Nancy read the message. It stated that the children, a dozen of them, would arrive at Craggy Bluff on the morning train and directed the recipient of the message to be sure to meet them with cars! “Oh,” said Nancy. “That is rather complicated, isn’t it, for it’s addressed to you?”

“Bet your life it is,” flashed Rosa. “And please tell me quickly, pretty maiden, and all that, what’s a girl to do about it?”

“You don’t suppose Orilla has the camp ready?”

“I know she hasn’t. She sent message after message, or I did for her, to keep them back. But now they’re coming to-morrow!”
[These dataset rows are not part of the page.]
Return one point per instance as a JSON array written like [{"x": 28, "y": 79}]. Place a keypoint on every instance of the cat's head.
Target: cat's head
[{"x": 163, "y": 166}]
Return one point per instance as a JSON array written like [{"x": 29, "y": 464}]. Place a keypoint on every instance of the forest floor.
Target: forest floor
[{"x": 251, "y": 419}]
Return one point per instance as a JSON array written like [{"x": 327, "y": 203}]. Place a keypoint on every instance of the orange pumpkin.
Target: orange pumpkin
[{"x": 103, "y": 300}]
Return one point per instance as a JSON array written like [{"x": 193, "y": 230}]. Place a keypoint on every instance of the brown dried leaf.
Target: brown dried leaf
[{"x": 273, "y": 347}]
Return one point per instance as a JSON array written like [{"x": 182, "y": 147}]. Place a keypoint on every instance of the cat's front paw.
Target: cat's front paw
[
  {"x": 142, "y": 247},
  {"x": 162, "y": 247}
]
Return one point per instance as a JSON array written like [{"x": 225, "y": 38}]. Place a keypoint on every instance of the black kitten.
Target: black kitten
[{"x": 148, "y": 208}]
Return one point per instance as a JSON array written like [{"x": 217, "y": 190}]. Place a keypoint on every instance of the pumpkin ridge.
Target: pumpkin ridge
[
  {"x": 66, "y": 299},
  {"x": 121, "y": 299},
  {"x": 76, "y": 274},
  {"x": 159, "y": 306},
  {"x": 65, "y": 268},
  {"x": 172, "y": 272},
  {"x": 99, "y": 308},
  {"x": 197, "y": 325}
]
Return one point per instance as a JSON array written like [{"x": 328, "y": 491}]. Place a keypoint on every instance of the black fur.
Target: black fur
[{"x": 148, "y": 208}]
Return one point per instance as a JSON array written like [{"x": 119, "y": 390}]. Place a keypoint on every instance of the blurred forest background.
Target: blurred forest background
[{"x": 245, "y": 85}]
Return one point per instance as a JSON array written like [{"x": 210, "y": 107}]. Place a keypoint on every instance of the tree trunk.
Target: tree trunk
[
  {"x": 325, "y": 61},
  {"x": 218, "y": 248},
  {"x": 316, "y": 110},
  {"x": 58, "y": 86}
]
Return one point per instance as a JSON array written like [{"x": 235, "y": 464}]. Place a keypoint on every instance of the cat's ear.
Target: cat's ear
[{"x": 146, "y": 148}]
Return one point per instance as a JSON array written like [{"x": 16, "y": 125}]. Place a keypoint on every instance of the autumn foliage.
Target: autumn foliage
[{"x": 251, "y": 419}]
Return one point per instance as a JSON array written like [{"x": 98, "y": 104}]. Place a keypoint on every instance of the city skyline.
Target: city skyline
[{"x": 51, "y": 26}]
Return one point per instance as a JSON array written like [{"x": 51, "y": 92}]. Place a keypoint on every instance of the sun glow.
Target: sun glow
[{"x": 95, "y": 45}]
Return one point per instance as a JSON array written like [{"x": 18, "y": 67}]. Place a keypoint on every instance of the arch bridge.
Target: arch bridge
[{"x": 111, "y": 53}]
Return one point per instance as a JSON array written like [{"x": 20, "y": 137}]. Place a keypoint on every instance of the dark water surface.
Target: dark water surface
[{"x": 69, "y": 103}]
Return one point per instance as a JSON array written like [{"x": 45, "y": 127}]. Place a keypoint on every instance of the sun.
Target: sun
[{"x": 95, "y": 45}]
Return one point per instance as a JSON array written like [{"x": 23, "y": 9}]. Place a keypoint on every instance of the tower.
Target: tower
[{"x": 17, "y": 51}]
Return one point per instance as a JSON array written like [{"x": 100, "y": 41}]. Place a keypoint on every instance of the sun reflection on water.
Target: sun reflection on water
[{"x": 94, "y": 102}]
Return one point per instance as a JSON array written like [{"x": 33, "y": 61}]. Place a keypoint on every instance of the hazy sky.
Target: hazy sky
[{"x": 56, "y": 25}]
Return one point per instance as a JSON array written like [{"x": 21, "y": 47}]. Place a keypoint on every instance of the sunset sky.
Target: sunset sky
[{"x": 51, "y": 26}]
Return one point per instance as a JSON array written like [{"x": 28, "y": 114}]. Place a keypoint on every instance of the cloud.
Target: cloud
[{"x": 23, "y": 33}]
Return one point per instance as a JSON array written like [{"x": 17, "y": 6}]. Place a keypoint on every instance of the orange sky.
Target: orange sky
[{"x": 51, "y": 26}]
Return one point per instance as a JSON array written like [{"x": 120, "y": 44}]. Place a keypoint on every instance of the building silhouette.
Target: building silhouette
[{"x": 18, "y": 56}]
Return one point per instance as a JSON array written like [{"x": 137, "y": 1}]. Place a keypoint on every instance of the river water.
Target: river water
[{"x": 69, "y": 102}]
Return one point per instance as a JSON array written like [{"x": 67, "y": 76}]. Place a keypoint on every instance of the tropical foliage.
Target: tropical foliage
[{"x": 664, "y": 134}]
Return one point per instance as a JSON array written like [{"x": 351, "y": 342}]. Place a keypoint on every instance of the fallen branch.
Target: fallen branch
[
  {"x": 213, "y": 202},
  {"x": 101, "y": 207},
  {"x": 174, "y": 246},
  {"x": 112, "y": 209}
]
“Then, let them come, that’s all,” said Nancy.

“Yes, just like that,” Rosa continued to joke.

“We can take care of them. It will be fun.”

We can?”

“Certainly. Why not? They’re just like any other children. In fact, mother thinks they’re always more natural and interesting when they come to the library.”

Rosa simply stared. Her big blue eyes were indeed lovely now in her pretty round face, which had lost the flesh which before had all but disfigured it. Her “figger,” as she termed her form, was also much more shapely than it had been in early summer, for magical as the result of her simple new living rules really were, there was no denying its reality. Nancy was watching her now with undisguised admiration.

“Yes,” she repeated, “it will be fun, and we can get Durand’s car—”

“Oh, Nancy, I know!” almost screamed Rosa, “we’ll have them here and say they were entertained by Betty, by Mrs. Frederic Fernell! Betty adores that sort of thing and why shouldn’t we do it?”

“We’ll have to, I guess,” said Nancy dryly, “so just come along and prepare Margot.”